Zhu Xiaohong, a professor from Fudan University, one of China's most prestigious universities, shared in the lecture named "A Glance at Situation of Chinese Churches through Recognition of Xu Guangqi's Christian Identity" that the politician and militarist who experienced ups and downs in his official career met the Jesuit Matteo Ricci in 1600 and was baptized three years later according to the official website of NUTS.
Born in 1562, Xu was one of the earliest Catholics in Shanghai as well as a mathematician and agricultural scientist.
In 1606, Ricci and he translated the first parts of Euclid's Elements into Chinese, which had a great influence on Chinese mathematics. Xu was also the author of the agriculture book Nong Zheng Quan Shu, considered "the first Chinese man to open his eyes to look at the outside world" and the model for Chinese-western cultural interchange.
Xu was one of the "Three Pillars of Chinese Catholicism " along with Li Zhizao and Yang Tingjun.
In 1608, he invited the Italian missionary Lazzaro Cattaneo to establish churches in Shanghai. His favorite protégés, including Sun Yunhua and Han Sheng, preached the gospel in different places across China. However, his Catholic identity was neglected. The Chinese historical records praised his contributions to politics and science but never mentioned his Catholic identity.

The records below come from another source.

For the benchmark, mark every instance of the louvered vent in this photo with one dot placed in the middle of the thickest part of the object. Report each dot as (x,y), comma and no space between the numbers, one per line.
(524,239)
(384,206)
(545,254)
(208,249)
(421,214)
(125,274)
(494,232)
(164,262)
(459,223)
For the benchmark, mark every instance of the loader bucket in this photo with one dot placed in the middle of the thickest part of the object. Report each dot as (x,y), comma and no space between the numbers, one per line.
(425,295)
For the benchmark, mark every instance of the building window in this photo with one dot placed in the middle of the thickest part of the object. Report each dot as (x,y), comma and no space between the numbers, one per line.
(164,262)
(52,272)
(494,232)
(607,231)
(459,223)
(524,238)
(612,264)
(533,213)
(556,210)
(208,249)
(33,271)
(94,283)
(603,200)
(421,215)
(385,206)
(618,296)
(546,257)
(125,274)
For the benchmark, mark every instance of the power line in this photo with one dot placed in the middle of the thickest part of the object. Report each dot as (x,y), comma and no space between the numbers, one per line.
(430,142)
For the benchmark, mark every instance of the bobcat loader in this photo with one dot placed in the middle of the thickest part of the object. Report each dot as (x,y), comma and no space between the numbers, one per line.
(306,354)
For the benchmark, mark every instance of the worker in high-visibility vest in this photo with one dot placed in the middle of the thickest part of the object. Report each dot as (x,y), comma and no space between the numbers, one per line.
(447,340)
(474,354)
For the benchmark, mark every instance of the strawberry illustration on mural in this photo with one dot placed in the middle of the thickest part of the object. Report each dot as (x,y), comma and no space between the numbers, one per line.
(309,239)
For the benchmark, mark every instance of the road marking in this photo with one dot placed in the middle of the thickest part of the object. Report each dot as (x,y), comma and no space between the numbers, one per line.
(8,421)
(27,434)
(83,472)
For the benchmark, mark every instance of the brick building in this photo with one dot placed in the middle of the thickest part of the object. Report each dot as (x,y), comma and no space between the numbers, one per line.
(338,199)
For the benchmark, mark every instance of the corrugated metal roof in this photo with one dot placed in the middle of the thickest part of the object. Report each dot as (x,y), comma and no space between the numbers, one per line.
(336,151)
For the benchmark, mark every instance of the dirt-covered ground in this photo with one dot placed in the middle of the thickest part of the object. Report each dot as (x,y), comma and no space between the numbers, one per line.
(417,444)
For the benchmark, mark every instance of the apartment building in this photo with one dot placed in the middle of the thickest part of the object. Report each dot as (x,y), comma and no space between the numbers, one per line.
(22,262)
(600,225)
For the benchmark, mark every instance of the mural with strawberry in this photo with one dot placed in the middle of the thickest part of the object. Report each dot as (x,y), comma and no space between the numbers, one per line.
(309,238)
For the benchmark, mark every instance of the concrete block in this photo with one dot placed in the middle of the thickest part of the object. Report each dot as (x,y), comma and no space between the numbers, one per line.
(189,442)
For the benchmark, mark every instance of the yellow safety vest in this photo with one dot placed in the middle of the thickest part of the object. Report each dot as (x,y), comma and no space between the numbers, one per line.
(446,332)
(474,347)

But the identity gained recognition now, said Zhu.
In 1903, the Catholic Diocese of Shanghai erected a marble cross before Xu's tomb in honor of the 300th anniversary of his baptism. In 2003, a cross was put on the top of his tomb by the government of Xuhui district of Shanghai as a reconciliation symbol between the church and society. At that time some people opposed the move, but Song Haojie, deputy director of the Cultural Bureau of Xuhui District, Shanghai, explained, "It was to respect the history and facts."
The recognition reflected that the tolerance toward and cognition of Christianity increased and deepened in contemporary China, representing social progress.
Commemorative activities of the historical figure reached their highest in the 21st century.
In 2007, the Cultural Bureau conducted a large-scale seminar to commemorate the 400th anniversary of the publication of Euclid's Elements.
In May 2012, several speakers talked about Xu's religious background in a discussion meeting entitled "Xu Guangqi and Modern China", which marked the 450th anniversary of the birth of Xu.